A scroll of the realm
Press M now and the world unrolls as a parchment map — mottled paper, burned edges, wooden dowels, ink hillshading and contour lines drawn from the real height data, water in a wash, forests stippled, camps as little tents, Wardholm with its own glyph, a compass rose, a scale bar, and an arrow for you. The whole thing is composed once on the CPU into a single texture; closed, it costs the frame exactly nothing. The M key had been a dead stub for months — it finally earned its keep. The map also filed its first finding: the design doc said Wardholm was 1.6 kilometres out, and the map's own scale bar said nearly two. Maps keep everyone honest.
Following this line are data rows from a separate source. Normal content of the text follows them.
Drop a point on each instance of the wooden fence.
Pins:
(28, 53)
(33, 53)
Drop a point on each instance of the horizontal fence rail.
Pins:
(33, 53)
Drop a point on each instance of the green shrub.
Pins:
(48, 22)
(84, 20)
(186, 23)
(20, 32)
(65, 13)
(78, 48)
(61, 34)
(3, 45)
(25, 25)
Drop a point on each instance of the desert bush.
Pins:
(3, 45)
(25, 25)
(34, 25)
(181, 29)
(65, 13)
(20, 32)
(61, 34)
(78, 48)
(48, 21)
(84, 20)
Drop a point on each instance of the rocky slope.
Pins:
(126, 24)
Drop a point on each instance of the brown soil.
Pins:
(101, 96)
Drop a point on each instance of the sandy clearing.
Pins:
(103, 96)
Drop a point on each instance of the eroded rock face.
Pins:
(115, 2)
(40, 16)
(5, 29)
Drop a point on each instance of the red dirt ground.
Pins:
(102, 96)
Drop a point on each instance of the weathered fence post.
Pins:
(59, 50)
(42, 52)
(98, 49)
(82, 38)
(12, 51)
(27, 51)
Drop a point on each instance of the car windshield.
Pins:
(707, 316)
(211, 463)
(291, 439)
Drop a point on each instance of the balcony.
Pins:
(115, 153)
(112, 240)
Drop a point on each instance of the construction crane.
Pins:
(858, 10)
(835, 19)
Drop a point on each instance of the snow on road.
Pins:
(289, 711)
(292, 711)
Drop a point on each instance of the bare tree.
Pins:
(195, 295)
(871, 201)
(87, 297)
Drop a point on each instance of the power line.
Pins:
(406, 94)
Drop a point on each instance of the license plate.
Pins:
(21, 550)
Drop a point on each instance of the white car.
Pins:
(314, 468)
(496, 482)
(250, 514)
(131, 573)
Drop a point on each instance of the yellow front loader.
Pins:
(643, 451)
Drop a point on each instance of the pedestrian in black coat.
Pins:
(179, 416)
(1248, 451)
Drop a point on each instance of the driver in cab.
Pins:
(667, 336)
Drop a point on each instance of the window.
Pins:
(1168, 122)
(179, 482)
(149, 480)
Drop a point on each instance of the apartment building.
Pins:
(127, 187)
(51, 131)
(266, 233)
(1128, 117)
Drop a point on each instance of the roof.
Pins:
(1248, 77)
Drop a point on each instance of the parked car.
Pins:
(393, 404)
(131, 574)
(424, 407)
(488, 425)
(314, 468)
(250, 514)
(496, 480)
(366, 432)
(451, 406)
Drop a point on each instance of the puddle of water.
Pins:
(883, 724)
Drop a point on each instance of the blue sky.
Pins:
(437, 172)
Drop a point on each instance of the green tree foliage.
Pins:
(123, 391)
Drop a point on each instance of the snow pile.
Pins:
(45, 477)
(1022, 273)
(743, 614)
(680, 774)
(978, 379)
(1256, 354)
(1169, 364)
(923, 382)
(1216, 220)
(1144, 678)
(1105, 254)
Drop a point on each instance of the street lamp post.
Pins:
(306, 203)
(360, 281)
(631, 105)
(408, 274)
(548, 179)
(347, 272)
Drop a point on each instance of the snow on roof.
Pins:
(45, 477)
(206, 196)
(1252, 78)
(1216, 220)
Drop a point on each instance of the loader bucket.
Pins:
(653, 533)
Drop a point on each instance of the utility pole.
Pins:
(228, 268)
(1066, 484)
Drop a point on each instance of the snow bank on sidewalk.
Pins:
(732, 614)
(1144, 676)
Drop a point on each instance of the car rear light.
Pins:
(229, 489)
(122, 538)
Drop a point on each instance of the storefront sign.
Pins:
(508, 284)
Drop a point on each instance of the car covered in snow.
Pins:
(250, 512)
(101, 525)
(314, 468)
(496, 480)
Underwater, at five frames per second
Go under the surface and the light now behaves like water: red dies first, everything grades toward a deep blue-green, visibility closes from eighteen metres near the surface to eight in the depths, and the sky vanishes into murk. The grade runs in linear light before tone mapping and costs about two comparisons per ray when you're dry.
The honest half of the story: the first version ran at 2 to 9 frames per second. The murk capped what you could see at eighteen metres, but the rays underneath kept marching the full range — paying for hundreds of metres of world the fog then erased. The fix bounds the march at 80 metres for submerged cameras and lets the step size grow with the murk. QA's worst spot went from 5 fps to 132. The lake by spawn went from 8 to around 70. The rendered image, before and after: pixel-identical. That's the kind of optimization you get to keep.
The Bastion Knights stand guard
Two armored knights now patrol the road east of the village — a full rig conversion from the BAYNE archive: 67 joints, five textures atlased down to one, a zweihander skinned into the right hand. The source rig had no death animation, so one was authored on the knight's own skeleton — a 1.5-second topple — plus a half-second hit reaction, because a knight that ignores your sword doesn't feel like a knight. They're level 4, they fight back, and they drop chainmail if you earn it.
The fleet
The signature of this stretch is that the studio's agent fleet worked like a studio. While the castle landed in one worktree, the knight conversion ran in another, the QA sweep filed its defect list read-only, and a content-factory agent wrote the next arc entirely as data: five racial cities with fifty named citizens and their dialogue, ten city quests, a level 16–22 zone called the Nightmarch with a four-phase boss, and six more ward-stone inscriptions. None of it wired in yet — all of it reviewed, priced against the live economy's own reward formulas, and staged for integration one verified wave at a time.
Wardholm wakes
The first wave went in tonight. Wardholm has people now: ten of them, stationed in a ring around the keep — guards who won't say the word "quiet" on watch, a merchant who prices things in watches instead of coin, a banker with a second vault door nobody discusses, a chronicler who's read every report the last garrison filed and noticed they all stop mid-sentence. Each speaks in their own voice, with a hidden line that only surfaces if you keep coming back. Walk within sight of the walls and the city announces itself once: WARDHOLM STANDS — the Watch Resumed.
Two city quests came with them, feeding the garrison's story into the zone's existing spider aeries and choir stones. The bot gauntlet grew a matching stage: a bot now treks to Wardholm every run, gets the banner, talks to the chronicler, and — deliberately — confirms the recruiter turns it away, because city quests demand level 6 and the bot hasn't earned it. Even the rejection is a feature under test.
Engine v0.22.42 → v0.22.50. The lesson of the session: a bug fixed is good, a bug made impossible is better — the drowned castle got a rescue, and then it got a law.